In most cases, antibiotic-related diarrhea is mild and clears up after you finish the course. Occasionally, though, wiping out beneficial bacteria allows a harmful species called C. difficile to multiply unchecked. C. difficile produces toxins that damage the intestinal wall, causing persistent, watery diarrhea that can become severe. If diarrhea worsens while you’re on antibiotics or starts within a few weeks of finishing them, that warrants a conversation with your doctor.
Green Stool in Babies
Green, runny poop in infants is common and usually not a concern. Breastfed babies may produce green stool if they don’t finish feeding on one side before switching. The earlier milk (foremilk) is lower in fat, and when a baby gets mostly foremilk without the higher-fat hindmilk, it can speed digestion and produce green, loose stools. Letting your baby finish one breast before offering the other often resolves this.

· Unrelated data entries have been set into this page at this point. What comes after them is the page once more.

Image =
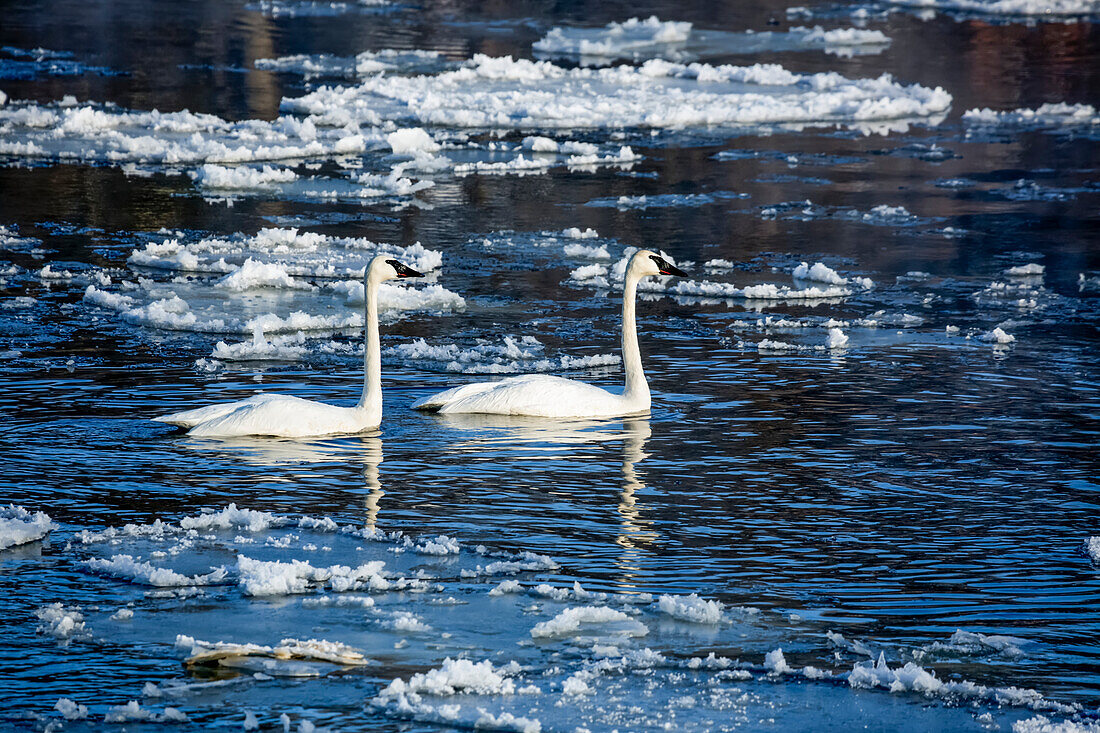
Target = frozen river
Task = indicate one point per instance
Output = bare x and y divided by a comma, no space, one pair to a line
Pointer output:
866,494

Babies on specialized formula, particularly protein hydrolysate formulas used for milk or soy allergies, also tend to have green stools. This is a normal byproduct of how the formula is processed and digested. Breastfed newborns may also have green stool simply because their gut bacteria haven’t fully established yet. As the microbiome matures over the first weeks and months, stool color typically shifts toward the more familiar mustard yellow.
Staying Hydrated During Diarrhea
The bigger concern with green, runny stool isn’t usually the color. It’s the fluid loss. Diarrhea pulls water and electrolytes out of your body quickly, and dehydration can set in faster than most people expect, especially in children and older adults.
The World Health Organization recommends oral rehydration solutions (a mixture of clean water, salt, and sugar) as the primary treatment for diarrhea-related dehydration. These solutions are absorbed in the small intestine and replace both water and electrolytes lost in stool. You can buy pre-made oral rehydration packets at most pharmacies. Sports drinks are a distant second choice because they contain more sugar than is ideal, but they’re better than plain water alone when electrolytes are being lost rapidly.
Watch for signs of serious dehydration: sunken eyes, extreme drowsiness, very dark urine, or skin that stays tented when you pinch it rather than snapping back immediately. In infants, fewer than six wet diapers a day or no tears when crying are red flags.
When Green Diarrhea Needs Attention
A day or two of green, runny stool after a dietary change or a mild stomach bug is normal and resolves on its own. The Mayo Clinic recommends contacting a healthcare provider if green stool persists for more than a few days, particularly if it’s accompanied by diarrhea.
Seek more urgent attention if you notice blood in your stool, jet-black stool (which can indicate bleeding higher in the digestive tract), a high fever, severe abdominal pain, or signs of dehydration that aren’t improving with oral fluids. Unintentional weight loss alongside persistent changes in stool color or consistency also warrants investigation, as it can point to conditions affecting nutrient absorption.